In an essay entitled "The Great Crypto Heist", published this week on the website Project Syndicate, the NYU Stern Business School professor accuses financial regulators of "being asleep at the wheel" while an army of unregulated exchanges, propagandists and scammers commit "rampant fraud and abuse".

He singles out crypto-derivatives exchange BitMEX as being a particular threat to retail investors. Roubini clashed earlier this month with Arthur Hayes, the chief executive of BitMEX.


But first, the professor explains why the sector needs to be more closely monitored. The broader financial sector came under increased regulatory scrutiny following the 2008 financial crisis, to protect investors and society. 

The regulatory regime does not capture cryptocurrencies, however, which are launched and traded outside the domain of official financial oversight, he says.

The result is that crypto land has become an unregulated casino, where unchecked criminality runs riot.


He rounds on BitMEX, registered in the Seychelles, which offers highly-leveraged bets on the rises and falls of cryptoassets: products more broadly known as derivatives.

These investment products have come under the microscope of regulators in many countries. The UK's Financial Conduct Authority would like to ban the sale of cryptoasset derivatives and exchange-traded notes to retail customers, saying they are too difficult to value and are prone to extreme price movements due to the volatile moves of the underlying cryptoassets.

Other global regulators have made moves to reduce the amount of leverage offered by crypto-derivatives exchanges. Roubini points out that with a 100-1 leverage, even a 1% price move in the underlying assets could trigger a margin call that wipes out the investor's entire account and leave them owing the exchange.

Hayes, boasted openly that the BitMEX business model involves peddling to 'degenerate gamblers' (meaning clueless retail investors) crypto derivatives with 100-to-one leverage.

BitMEX aslo runs a proprietary trading desk - an internal, for-profit desk that trades cryptocurrencies with its own money - that has been accused of front-running its own clients, Roubini asserts. He adds:

Hayes has denied this, but because BitMEX is totally unregulated, there are no independent audits of its accounts, and thus no way of knowing what happens behind the scenes.

Perhaps his most grand accusation in the essay, however, is that exchange is being used for criminal activity:

BitMEX insiders revealed to me that this exchange is also used daily for money laundering on a massive scale by terrorists and other criminals from Russia, Iran, and elsewhere; the exchange does nothing to stop this, as it profits from these transactions.

Tiff in Taipei

Roubini accused Hayes this month of holding back the broadcast of a video recorded of their clash at conference in Taipei - to which Hayes had secured exclusive right to.

In the essay, he continues this accusation, saying:

I suppose this is par for the course among crypto scammers, but it is ironic that someone who claims to represent the 'resistance' against censorship has become the father of all censors now that his con has been exposed.

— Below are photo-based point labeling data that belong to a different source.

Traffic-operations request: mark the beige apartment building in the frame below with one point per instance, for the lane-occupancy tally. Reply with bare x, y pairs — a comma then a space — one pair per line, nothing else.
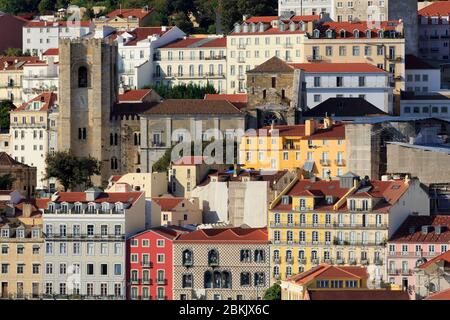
22, 255
187, 172
176, 211
199, 60
11, 72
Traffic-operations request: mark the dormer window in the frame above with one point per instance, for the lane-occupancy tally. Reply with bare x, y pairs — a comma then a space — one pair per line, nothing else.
91, 207
329, 34
5, 233
187, 258
119, 207
20, 233
78, 207
285, 199
213, 257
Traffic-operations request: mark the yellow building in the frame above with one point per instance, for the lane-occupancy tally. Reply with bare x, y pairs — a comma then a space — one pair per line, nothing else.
22, 253
324, 277
342, 222
318, 150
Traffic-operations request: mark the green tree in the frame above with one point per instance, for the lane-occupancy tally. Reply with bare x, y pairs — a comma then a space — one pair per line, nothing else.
273, 293
5, 108
183, 91
6, 181
70, 170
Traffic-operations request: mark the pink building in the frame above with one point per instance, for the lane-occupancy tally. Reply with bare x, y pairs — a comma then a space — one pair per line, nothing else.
434, 31
418, 238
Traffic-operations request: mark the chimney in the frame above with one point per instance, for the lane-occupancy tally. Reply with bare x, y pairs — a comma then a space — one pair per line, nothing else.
327, 122
26, 210
310, 127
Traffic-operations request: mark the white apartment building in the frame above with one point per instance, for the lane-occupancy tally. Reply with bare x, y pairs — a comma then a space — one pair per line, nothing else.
39, 36
33, 134
136, 53
85, 242
198, 61
258, 39
347, 80
40, 76
421, 77
436, 105
305, 7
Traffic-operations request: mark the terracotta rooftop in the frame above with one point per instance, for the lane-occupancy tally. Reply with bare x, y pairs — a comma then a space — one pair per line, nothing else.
415, 63
444, 257
441, 295
330, 272
57, 24
273, 65
436, 9
167, 203
47, 100
51, 52
7, 160
338, 67
344, 107
15, 63
389, 192
406, 234
226, 235
193, 106
134, 95
357, 294
238, 100
110, 197
133, 12
200, 42
142, 33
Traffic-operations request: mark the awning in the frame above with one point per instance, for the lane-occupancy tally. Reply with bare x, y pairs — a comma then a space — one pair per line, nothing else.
308, 166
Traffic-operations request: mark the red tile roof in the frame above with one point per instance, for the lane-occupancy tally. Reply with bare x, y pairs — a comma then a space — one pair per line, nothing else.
338, 67
330, 272
439, 8
238, 100
441, 295
111, 197
168, 204
361, 26
48, 100
445, 257
125, 13
51, 52
193, 106
226, 235
403, 233
415, 63
41, 24
389, 191
188, 160
15, 63
269, 19
337, 131
200, 42
134, 95
143, 33
357, 294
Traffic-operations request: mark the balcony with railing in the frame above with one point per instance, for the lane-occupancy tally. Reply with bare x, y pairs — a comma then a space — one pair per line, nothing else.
314, 58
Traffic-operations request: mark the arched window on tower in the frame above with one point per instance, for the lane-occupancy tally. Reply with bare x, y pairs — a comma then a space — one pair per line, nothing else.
82, 77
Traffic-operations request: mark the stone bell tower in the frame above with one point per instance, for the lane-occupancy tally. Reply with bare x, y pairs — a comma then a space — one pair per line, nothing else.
87, 92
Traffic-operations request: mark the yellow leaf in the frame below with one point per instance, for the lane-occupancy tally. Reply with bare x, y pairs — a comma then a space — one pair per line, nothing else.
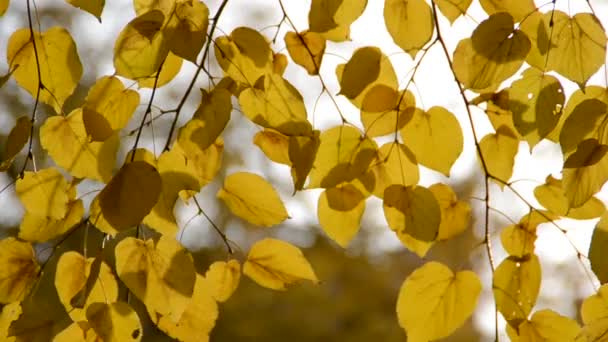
452, 9
41, 228
171, 67
435, 137
343, 155
223, 279
71, 277
95, 7
302, 153
332, 18
109, 98
597, 248
18, 269
274, 145
208, 122
410, 24
141, 46
67, 142
60, 67
518, 9
161, 275
394, 163
585, 172
306, 49
199, 318
580, 95
551, 196
186, 30
536, 101
455, 214
115, 322
518, 239
384, 110
44, 193
275, 103
499, 150
433, 301
516, 284
586, 121
244, 56
494, 53
177, 173
340, 210
412, 210
575, 47
275, 264
17, 138
130, 195
545, 325
253, 199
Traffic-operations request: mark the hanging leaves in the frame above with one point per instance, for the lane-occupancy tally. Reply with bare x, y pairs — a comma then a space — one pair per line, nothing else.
433, 301
410, 24
275, 264
60, 67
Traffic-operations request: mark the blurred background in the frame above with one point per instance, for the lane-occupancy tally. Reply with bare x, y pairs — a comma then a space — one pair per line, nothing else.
357, 296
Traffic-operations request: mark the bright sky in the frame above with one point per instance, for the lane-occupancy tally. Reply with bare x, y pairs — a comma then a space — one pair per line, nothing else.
434, 86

Crypto Cancer Metastasized

In his final dig at the industry, Roubini says crypto trading has created a multi-billion dollar industry that does not just include the exchanges, but also "propagandists posing as journalists, opportunists talking up their own books and lobbyists seeking regulatory exemptions.

It is time global regulatory bodies stepped in, he concludes:

So far, regulators have been asleep at the wheel as the crypto cancer has metastasized. At a minimum, Hayes and all the others overseeing similar rackets from offshore safe havens should be investigated, before millions more retail investors get scammed into financial ruin.